Phony Balance Watch - Obama Citizenship Challenge

A right-wing nutcase lawsuit challenging Barack Obama's citizenship gets the phony balance treatment from the Chicago Tribune.

An effort to disqualify Obama for the presidency will reach its overdue end on Friday when the U.S. Supreme Court decides whether to consider a lawsuit that claims Obama was either born outside of the United States, or later renounced his U.S. citizenship.

The suit originally sought to stay the election, and was filed on behalf of Leo Donofrio against New Jersey Secretary of State Nina Mitchell Wells.

Legal experts say the appeal has little chance of succeeding, despite appearing on the court's schedule. Legal records show it is only the tip of an iceberg of nationwide efforts seeking to derail Obama's election over accusations that he either wasn't born a U.S. citizen or that he later renounced his citizenship in Indonesia.

The Obama campaign has maintained that he was born in Hawaii, has an authentic birth certificate, and is a "natural-born" U.S. citizen. Hawaiian officials agree.
Obama was born in Hawaii. His birth certificate demonstrates he was born in Hawaii. Having been born in Hawaii, Obama is a "natural-born" American citizen. These facts are not subject to interpretation.

But Tribune reporter James Janega chooses to present the facts as though they simply constitute one side of a legitimate controversy.

    The Obama campaign has maintained that he was born in Hawaii...
Janega's decision to present this fact as though it is open to dispute is identical to the journalistic treatment of a previous false allegation about Obama - that he is a Muslim.

In one prominent example, Washington Post reporter Perry Bacon, Jr. wrote the following in November, 2007, about the Obama-is-a-Muslim rumor:

Despite his denials, rumors and e-mails circulating on the Internet continue to allege that Obama (D-Ill.) is a Muslim, a "Muslim plant" in a conspiracy against America, and that, if elected president, he would take the oath of office using a Koran, rather than a Bible, as did Rep. Keith Ellison (D-Minn.), the only Muslim in Congress, when he was sworn in earlier this year.
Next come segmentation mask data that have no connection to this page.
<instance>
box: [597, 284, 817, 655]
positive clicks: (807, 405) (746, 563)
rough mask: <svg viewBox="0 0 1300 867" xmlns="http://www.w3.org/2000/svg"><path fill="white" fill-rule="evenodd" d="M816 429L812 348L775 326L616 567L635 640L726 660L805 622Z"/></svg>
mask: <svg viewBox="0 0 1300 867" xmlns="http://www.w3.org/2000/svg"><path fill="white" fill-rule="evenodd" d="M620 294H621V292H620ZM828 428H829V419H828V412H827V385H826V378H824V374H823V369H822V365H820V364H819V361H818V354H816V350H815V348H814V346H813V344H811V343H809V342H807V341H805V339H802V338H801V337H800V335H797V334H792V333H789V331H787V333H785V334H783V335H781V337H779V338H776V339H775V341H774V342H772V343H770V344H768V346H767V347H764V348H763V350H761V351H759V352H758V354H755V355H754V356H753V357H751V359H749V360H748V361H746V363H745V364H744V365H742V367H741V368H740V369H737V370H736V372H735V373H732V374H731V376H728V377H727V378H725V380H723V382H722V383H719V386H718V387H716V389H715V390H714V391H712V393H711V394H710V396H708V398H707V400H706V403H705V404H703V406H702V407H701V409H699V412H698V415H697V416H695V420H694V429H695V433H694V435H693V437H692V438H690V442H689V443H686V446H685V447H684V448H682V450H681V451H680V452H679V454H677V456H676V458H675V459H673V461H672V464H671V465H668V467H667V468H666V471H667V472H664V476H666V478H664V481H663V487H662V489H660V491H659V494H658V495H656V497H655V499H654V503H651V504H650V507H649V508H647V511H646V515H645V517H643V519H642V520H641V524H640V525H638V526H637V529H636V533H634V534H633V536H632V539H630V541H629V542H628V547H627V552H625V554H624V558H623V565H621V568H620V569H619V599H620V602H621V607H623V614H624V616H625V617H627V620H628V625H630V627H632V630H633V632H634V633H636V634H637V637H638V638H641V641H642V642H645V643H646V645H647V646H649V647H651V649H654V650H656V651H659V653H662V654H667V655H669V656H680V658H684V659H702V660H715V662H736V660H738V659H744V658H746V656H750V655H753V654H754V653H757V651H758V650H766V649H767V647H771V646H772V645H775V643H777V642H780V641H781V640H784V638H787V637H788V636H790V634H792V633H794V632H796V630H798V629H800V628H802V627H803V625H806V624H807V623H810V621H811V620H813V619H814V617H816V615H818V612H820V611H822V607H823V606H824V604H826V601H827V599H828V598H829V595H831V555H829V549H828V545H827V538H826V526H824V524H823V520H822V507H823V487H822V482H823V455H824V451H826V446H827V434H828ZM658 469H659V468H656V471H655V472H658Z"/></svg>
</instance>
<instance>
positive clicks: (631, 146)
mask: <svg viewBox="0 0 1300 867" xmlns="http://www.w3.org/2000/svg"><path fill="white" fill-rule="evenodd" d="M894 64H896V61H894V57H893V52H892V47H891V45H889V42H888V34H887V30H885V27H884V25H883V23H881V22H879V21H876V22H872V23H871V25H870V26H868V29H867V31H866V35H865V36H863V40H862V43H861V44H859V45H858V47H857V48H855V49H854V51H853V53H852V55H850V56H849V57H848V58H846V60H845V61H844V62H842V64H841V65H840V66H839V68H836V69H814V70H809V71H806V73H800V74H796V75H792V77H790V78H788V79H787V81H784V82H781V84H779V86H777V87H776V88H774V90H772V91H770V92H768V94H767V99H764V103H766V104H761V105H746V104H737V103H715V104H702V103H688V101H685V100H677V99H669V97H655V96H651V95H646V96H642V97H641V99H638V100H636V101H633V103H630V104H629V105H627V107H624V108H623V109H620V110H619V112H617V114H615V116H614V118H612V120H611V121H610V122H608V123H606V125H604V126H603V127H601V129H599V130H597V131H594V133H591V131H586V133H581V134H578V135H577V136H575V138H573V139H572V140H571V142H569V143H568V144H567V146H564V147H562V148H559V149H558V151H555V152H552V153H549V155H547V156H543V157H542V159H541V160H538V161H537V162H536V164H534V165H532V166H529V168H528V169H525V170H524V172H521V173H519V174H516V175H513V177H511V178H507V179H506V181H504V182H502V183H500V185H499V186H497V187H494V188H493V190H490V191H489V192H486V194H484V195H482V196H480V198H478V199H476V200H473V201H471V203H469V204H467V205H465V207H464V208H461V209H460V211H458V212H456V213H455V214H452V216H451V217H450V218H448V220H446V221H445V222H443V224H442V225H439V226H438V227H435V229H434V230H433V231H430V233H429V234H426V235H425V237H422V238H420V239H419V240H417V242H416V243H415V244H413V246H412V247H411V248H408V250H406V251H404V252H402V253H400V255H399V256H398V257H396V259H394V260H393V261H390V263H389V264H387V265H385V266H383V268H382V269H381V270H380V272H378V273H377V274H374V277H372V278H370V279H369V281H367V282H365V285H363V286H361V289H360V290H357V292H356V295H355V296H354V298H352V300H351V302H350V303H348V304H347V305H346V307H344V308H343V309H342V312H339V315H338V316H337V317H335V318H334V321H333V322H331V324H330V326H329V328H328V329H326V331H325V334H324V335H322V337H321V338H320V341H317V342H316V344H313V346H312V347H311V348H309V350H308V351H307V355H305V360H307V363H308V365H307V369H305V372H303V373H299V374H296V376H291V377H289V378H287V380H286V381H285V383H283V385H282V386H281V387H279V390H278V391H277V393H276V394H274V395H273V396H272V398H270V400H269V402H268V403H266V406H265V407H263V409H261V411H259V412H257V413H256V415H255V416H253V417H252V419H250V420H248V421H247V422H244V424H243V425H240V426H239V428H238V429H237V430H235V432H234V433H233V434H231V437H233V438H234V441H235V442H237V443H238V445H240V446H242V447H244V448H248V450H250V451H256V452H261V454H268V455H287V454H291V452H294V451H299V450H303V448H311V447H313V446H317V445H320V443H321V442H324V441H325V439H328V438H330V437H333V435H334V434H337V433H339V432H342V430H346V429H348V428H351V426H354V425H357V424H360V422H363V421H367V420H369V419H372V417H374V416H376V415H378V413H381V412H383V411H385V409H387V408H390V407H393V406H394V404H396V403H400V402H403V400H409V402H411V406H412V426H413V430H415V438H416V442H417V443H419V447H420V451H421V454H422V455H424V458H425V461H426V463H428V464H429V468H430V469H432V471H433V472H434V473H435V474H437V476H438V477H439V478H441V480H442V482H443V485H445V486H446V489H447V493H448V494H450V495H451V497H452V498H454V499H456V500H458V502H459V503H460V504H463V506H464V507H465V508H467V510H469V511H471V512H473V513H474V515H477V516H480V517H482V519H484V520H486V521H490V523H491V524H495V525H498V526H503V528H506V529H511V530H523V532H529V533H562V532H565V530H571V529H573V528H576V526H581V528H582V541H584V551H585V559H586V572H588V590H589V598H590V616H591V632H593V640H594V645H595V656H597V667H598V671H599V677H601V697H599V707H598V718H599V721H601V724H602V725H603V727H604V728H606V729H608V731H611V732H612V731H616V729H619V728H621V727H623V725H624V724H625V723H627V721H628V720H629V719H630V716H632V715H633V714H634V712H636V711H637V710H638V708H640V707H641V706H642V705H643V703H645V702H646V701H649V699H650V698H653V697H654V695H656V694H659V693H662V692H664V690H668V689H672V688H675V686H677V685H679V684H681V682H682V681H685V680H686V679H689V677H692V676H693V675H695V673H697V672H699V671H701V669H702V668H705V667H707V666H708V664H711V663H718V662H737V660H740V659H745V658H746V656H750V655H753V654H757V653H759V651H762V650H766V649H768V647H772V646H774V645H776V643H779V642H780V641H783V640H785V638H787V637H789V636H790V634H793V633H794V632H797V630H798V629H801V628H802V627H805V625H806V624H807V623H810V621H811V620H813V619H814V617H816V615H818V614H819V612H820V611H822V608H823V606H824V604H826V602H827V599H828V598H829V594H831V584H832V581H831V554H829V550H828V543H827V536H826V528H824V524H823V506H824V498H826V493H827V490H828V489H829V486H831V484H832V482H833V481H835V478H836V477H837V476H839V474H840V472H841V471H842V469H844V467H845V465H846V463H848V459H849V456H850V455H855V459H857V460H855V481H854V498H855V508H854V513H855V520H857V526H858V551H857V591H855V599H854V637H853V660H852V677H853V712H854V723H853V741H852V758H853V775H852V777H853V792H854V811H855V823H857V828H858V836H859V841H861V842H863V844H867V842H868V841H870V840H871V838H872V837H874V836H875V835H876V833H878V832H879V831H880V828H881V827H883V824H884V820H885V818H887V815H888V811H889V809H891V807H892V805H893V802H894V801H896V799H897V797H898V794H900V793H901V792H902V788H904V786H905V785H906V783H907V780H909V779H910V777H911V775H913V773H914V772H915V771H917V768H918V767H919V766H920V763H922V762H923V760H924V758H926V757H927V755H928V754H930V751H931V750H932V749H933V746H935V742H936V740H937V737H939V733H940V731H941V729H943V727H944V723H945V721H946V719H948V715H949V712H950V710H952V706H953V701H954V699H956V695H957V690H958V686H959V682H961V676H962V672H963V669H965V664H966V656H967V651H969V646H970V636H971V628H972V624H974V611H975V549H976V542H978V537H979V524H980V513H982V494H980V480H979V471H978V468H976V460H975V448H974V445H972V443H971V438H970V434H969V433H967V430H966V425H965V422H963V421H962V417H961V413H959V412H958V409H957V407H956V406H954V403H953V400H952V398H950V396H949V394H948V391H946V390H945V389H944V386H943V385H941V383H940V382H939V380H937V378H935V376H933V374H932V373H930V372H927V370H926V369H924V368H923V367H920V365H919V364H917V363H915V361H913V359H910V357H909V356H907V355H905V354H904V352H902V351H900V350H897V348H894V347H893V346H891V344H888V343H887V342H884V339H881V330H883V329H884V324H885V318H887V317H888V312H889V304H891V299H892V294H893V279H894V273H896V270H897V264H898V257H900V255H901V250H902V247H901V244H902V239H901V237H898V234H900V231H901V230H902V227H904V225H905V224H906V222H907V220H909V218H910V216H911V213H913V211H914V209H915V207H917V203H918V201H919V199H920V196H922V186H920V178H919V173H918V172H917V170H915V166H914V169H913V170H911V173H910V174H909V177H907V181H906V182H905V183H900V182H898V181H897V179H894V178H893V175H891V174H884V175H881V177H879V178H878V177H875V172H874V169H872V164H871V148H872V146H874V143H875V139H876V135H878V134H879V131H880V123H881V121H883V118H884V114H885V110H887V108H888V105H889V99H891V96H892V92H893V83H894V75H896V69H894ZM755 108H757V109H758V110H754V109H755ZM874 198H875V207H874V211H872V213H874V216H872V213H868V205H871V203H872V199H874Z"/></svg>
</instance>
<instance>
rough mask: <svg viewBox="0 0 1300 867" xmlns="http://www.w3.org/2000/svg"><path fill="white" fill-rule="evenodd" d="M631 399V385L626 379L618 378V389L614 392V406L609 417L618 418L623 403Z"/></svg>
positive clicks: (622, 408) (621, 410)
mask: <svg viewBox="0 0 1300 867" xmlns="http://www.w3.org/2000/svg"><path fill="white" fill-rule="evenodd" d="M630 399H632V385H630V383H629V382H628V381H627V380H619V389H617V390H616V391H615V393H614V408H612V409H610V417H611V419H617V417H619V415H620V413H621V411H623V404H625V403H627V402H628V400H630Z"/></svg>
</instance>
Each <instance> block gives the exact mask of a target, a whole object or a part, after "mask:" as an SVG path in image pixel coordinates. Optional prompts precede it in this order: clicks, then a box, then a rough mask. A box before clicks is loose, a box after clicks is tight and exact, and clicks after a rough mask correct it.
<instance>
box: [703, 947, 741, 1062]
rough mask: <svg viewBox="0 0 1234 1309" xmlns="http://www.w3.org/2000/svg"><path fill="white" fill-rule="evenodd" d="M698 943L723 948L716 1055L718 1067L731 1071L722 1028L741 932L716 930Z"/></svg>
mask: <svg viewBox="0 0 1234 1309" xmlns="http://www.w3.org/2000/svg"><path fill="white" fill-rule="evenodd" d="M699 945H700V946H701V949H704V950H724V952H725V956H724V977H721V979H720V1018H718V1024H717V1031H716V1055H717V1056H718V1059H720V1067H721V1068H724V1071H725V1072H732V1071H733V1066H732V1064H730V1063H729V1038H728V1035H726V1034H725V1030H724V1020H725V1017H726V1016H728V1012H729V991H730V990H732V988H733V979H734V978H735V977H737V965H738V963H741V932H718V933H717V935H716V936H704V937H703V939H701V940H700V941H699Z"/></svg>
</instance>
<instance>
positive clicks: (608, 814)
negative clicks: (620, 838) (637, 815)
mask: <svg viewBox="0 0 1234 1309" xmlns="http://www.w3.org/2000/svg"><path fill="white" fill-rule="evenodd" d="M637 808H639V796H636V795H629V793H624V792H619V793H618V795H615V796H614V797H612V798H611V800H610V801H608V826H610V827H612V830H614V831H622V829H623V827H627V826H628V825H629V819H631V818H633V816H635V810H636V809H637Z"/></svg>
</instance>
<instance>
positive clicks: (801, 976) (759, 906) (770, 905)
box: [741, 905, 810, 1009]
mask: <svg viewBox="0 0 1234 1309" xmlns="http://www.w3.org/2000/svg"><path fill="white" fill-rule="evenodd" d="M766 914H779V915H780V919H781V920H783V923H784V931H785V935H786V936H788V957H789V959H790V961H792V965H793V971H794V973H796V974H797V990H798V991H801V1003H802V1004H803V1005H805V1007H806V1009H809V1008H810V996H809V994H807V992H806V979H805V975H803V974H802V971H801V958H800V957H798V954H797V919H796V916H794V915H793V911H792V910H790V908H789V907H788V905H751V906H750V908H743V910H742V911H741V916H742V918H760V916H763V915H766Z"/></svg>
Obama aides sharply disputed the initial stories suggesting that he was a Muslim, and in Iowa, the campaign keeps a letter at its offices, signed by five members of the local clergy, vouching for the candidate's Christian faith.
Obama is not, and never has been, a Muslim. Yet in this widely-criticized story, Bacon presented the rumor as though it had as great a claim to legitimacy as the truth.

By presenting the facts of Obama's birth as though they are open to interpretation, the Chicago Tribune commits a similar act of journalistic malfeasance.